One misuse of the test results from its lack of power  as noted above. We found one example where the runs test was used to assess whether shedding of bacteria by cattle is random or clustered over time. This was bound to be unproductive given a sample size of only 12. Other examples were found where sample sizes were adequate, but the comparison would have had even more power if the Kolmogorov-Smirnov test  had been used. Some authors used the normal  approximation even for small samples, or used the test on data with large numbers of ties. Both of these will give misleading results. Exact or Monte Carlo solutions should be used for small samples, and the test should not be used at all on data with large numbers of ties.

The other major misuse of the test was to accept a significant result of the Wald-Wolfowitz test as demonstrating that means (or medians) differ. Unfortunately the test cannot do that - it can only indicate that the distributions differ in some way. We found a well known example of this where the test (wrongly) appeared to show that left handed people do not live as long as right handed people. The moral of the story is that if you wish to show a difference between means or medians, then use a test which will demonstrate this such as the median test, the Wilcoxon-Mann-Whitney  (if distributions are a similar shape) or a t-test (if distributions approach normal).

There is perhaps some justification for using runs test(s) as an initial (global) test to detect trends, with subsequent tests only applied if the initial runs test is significant. We found two ecological examples, one in relation to detecting spatial clustering and the other considering cyclic fluctuations over time. Similarly, the runs test can be used to check for trend in the residuals of nonlinear regression, but it cannot on its own provide a test of goodness of fit.  The danger with the runs test for both these applications is that there are some non-random patterns that it will fail to identify.

 

What the statisticians say

Sprent (1993) (1998) covers both the one-sample runs test and the two-sample Wald-Wolfowitz test. Zar (1998) covers only the one sample test in Chapter 25, noting that use of the Wilcoxon-Mann-Whitney test is preferable to the Wald-Wolfowitz test in the two sample situation. Sokal & Rohlf (1995) covers the one-sample runs test with a good explanation of its varied usage.

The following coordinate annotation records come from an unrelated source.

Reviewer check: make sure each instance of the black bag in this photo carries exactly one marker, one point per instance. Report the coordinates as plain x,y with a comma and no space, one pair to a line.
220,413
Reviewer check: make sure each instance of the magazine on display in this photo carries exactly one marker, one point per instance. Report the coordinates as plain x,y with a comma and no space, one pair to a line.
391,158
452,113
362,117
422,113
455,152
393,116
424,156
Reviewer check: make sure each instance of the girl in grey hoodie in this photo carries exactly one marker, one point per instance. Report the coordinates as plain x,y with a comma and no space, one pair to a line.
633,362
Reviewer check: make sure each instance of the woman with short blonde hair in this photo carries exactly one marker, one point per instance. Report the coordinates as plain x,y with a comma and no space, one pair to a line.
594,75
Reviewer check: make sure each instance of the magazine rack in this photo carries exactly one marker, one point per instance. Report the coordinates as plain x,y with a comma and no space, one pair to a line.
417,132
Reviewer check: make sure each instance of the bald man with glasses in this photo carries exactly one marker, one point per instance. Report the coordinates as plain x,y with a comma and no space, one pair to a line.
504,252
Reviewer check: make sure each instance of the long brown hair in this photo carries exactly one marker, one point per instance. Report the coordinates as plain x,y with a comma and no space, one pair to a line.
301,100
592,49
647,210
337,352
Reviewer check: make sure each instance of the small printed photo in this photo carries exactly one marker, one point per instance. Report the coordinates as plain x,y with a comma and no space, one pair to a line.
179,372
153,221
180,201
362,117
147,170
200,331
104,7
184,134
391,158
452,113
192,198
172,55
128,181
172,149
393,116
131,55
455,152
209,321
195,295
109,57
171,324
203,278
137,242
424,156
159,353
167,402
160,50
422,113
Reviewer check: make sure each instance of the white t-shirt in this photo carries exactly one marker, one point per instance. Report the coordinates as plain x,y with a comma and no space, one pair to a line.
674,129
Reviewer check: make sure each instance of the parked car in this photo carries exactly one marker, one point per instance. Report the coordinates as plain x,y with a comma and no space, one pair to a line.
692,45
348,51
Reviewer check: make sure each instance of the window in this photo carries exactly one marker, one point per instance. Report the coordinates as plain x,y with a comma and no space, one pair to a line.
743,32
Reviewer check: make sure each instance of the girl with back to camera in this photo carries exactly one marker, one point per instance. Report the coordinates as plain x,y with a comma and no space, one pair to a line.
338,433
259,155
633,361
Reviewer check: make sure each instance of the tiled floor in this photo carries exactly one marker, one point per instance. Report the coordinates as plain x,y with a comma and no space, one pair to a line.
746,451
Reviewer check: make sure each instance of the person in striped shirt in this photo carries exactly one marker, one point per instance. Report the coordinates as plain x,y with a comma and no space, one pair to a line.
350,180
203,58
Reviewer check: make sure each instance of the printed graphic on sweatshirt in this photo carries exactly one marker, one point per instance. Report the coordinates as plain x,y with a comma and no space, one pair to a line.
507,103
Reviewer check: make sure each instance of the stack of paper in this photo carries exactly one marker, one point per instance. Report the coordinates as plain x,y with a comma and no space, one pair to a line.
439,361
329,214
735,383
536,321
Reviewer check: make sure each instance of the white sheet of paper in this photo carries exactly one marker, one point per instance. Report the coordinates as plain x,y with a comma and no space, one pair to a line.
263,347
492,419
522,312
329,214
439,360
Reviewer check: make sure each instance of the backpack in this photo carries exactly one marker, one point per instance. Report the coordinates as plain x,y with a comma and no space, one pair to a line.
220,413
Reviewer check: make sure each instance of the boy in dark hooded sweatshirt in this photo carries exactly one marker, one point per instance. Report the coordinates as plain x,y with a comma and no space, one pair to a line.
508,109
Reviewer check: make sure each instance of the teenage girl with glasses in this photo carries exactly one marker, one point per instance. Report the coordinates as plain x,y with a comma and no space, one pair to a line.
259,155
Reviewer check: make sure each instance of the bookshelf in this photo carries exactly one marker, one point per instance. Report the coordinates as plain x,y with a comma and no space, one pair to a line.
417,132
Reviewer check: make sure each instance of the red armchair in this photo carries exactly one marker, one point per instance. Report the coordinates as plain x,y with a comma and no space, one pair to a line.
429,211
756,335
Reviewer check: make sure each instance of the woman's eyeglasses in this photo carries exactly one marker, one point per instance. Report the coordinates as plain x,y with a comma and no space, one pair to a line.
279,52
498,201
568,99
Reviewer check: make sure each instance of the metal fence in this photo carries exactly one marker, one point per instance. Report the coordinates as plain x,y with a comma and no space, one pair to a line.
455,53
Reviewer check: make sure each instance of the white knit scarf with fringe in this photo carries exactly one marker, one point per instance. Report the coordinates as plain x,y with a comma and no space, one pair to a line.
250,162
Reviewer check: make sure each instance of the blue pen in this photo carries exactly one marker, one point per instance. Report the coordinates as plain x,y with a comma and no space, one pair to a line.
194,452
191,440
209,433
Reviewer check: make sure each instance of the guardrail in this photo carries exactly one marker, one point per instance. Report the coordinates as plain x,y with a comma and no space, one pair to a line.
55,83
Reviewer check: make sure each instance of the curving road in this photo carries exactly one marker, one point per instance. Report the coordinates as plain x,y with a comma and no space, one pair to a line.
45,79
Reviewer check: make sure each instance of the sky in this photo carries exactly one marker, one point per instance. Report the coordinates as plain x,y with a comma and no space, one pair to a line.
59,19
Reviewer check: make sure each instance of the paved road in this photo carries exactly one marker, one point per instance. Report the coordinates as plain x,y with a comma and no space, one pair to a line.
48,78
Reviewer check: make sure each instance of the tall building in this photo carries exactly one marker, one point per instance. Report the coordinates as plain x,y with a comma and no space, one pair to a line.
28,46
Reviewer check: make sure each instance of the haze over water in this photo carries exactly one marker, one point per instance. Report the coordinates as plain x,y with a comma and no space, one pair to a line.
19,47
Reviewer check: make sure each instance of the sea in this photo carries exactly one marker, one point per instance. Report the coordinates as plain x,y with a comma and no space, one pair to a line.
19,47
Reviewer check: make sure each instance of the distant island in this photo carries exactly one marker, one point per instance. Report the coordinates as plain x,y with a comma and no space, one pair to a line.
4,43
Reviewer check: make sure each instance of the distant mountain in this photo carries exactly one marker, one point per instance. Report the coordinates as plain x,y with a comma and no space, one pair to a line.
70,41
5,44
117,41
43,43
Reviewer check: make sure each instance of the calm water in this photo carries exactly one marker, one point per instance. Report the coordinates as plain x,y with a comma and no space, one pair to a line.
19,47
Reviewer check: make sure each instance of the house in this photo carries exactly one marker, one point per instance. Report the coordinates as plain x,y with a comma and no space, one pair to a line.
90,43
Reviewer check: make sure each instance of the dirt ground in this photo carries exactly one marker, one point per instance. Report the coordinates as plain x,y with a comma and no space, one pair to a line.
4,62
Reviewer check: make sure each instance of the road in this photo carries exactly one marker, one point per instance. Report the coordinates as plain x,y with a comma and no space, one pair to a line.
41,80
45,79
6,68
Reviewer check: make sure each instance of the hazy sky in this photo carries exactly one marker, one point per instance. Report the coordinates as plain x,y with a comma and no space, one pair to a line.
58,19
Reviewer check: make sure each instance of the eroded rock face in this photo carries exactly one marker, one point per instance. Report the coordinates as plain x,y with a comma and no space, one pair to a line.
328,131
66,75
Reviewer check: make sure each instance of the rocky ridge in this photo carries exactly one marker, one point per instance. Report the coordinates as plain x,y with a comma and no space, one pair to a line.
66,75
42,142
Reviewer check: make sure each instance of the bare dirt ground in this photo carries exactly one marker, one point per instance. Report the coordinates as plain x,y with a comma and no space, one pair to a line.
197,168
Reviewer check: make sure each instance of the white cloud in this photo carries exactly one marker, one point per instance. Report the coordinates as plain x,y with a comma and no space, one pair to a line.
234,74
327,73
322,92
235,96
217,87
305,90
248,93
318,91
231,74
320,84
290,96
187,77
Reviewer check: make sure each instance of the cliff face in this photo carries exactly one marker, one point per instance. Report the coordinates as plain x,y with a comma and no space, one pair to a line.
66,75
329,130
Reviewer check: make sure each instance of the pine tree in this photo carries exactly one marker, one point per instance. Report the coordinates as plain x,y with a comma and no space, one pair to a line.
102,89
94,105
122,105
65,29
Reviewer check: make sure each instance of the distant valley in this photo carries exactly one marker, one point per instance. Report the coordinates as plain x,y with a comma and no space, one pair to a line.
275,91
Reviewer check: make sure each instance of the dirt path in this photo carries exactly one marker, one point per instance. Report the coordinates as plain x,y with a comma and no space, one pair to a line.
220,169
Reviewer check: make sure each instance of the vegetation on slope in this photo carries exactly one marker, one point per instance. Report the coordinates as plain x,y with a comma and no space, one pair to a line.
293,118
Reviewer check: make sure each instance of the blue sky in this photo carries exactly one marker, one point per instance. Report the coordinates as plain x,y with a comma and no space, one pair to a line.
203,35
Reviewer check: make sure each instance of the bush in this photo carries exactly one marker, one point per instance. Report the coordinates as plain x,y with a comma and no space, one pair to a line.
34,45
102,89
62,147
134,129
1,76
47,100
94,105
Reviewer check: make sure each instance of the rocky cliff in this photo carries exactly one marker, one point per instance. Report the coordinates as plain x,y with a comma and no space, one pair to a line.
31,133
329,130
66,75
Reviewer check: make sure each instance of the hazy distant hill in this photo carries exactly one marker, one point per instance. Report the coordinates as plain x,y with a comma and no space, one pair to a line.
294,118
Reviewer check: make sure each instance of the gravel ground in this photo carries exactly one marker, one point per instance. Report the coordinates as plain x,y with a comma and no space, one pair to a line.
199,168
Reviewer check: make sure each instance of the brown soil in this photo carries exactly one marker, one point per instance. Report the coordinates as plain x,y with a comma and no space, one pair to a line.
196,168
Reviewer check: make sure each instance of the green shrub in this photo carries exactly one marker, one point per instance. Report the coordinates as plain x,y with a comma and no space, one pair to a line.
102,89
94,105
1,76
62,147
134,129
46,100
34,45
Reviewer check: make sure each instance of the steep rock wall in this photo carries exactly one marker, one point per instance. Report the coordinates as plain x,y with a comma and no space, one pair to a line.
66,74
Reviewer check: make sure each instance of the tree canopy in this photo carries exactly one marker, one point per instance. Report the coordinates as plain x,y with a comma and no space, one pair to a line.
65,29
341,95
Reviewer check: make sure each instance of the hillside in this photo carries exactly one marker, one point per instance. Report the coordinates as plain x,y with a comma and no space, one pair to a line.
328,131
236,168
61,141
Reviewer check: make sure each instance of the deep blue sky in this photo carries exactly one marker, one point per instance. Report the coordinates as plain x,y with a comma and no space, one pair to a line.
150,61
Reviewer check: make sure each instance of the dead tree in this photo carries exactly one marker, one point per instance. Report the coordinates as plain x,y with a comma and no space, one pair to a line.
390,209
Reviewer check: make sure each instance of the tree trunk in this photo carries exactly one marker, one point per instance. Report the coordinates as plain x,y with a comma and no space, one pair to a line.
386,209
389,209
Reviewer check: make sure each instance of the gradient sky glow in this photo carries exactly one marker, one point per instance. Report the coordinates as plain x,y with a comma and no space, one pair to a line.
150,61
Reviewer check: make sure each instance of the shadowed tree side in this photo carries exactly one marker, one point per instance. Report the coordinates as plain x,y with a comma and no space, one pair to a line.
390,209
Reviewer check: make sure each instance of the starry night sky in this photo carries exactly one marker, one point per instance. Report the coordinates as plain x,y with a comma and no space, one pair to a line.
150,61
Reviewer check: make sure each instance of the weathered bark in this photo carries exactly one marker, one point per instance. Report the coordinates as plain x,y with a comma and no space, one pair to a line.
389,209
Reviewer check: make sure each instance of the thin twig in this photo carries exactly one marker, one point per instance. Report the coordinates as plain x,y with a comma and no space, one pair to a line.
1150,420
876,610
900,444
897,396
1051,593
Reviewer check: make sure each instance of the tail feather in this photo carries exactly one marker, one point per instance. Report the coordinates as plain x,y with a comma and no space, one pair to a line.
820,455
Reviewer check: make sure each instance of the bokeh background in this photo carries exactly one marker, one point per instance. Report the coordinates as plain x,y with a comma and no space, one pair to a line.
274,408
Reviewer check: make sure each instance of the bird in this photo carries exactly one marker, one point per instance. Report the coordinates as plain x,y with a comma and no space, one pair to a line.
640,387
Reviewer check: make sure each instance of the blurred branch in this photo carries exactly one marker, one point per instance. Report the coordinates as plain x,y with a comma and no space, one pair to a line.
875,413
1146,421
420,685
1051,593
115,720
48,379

Gibbons & Chakraborti (1992) give a detailed treatment of runs tests including exact (permutation) tests, and tests based on the length of longest run. Siegel (1956) is an older text but is still useful for nonparametric tests.

Mogull (1994) reports that the test is incapable of signaling departures from randomness with run lengths of two. Moore & Wallis (1943) look at runs tests for carrying out significance tests on time series data, whilst Huitema (1996) notes that it has the wrong type I error rate if used to evaluate the independence of errors in time-series regression models. Mood (1940) reviews much of the underlying theory on the distribution of runs, whilst Wald & Wolfowitz (1940) proposes the two independent sample runs test.

Wikipedia describes the main features of the runs test (Wald-Wolfowitz runs test and runs test are treated as synonyms).